Chinese characters are individual linguistic symbols constructed with such core elements as pictographs, ideographs, and phono-semantic compounds. The abstract nature of the structure of Chinese characters is deemed as the fount of calligraphy. With long-standing practice of writing in social life and different compositions of Chinese characters as the backbone, calligraphers use a brush to create points and lines with rhythm and dynamism, which endow characters with profound aesthetic value.
The period spanning from the Shang dynasty to the Wei, Jin, Northern and Southern Dynasties witnessed the continued and long evolution of script writing styles, giving birth to seal, clerical, running, regular, and cursive scripts. Thus, a multi-script writing system was established and further evolved into a multitude of variants and distinctive styles in later periods.
The inscriptions on the oracle bones and bronze vessels in the Shang and Zhou dynasties entered an early stage of aesthetic awareness. In the Han and Wei dynasties, the aesthetic awareness developed further from spontaneity of a natural style to consciousness of deliberate expressions. In the Jin, Sui and Tang dynasties, certain rules and models for the running script and the cursive script were established.
The calligraphers of the Song, Yuan, and Ming dynasties continued the conventions of the Jin and Tang dynasties calligraphy with innovations on skills and artistic conceptions, which inspired various calligraphic schools and styles.

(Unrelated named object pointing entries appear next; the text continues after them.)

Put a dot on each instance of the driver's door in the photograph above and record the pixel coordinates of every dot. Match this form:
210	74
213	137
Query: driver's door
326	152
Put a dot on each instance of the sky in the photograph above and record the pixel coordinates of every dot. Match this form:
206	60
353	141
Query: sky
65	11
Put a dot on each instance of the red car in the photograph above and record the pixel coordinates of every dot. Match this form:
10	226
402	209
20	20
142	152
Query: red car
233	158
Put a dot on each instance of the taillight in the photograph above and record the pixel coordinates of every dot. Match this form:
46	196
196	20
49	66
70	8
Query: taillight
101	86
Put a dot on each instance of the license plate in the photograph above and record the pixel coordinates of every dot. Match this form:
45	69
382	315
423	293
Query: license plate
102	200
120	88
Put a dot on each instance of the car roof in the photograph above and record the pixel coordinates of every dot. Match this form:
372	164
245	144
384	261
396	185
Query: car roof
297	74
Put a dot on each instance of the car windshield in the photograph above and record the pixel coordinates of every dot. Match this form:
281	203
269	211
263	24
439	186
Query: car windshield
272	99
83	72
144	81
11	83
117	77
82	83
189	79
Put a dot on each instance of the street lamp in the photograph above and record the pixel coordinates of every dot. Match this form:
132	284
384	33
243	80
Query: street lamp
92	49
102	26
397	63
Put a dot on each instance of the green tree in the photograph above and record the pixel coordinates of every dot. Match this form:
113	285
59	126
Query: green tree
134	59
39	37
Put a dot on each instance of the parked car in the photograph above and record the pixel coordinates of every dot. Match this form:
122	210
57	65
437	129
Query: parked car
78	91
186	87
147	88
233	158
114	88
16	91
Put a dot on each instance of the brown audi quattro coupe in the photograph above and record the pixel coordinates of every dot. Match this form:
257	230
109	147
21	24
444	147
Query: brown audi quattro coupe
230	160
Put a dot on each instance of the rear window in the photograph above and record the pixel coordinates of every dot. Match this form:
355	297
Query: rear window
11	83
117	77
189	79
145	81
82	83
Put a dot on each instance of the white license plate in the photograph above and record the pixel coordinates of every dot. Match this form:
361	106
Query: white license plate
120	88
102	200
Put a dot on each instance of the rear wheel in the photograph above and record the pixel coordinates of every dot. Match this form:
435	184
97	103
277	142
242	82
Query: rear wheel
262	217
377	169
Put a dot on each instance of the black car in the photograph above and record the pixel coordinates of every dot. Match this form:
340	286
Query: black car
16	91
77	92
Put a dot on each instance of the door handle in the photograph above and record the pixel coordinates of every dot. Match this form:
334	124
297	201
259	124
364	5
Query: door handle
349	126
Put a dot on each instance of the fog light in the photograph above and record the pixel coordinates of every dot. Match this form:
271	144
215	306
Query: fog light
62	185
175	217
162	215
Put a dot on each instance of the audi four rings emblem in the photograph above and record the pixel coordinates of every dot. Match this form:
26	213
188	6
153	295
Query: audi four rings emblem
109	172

The literati in the Qing dynasty devoted close and careful attention to the study of ancient inscriptions on steles and bronzes, with focus on the bronze inscriptions of the Shang and Zhou dynasties, steles of the Qin and Han dynasties, epigraphs from the Six Dynasties period, and so on. Calligraphy in this period also saw a shift from the model calligraphy study to the study on rubbings of stone steles. The modern calligraphers combined these two calligraphy studies, enhancing the distinctiveness of individual expressions.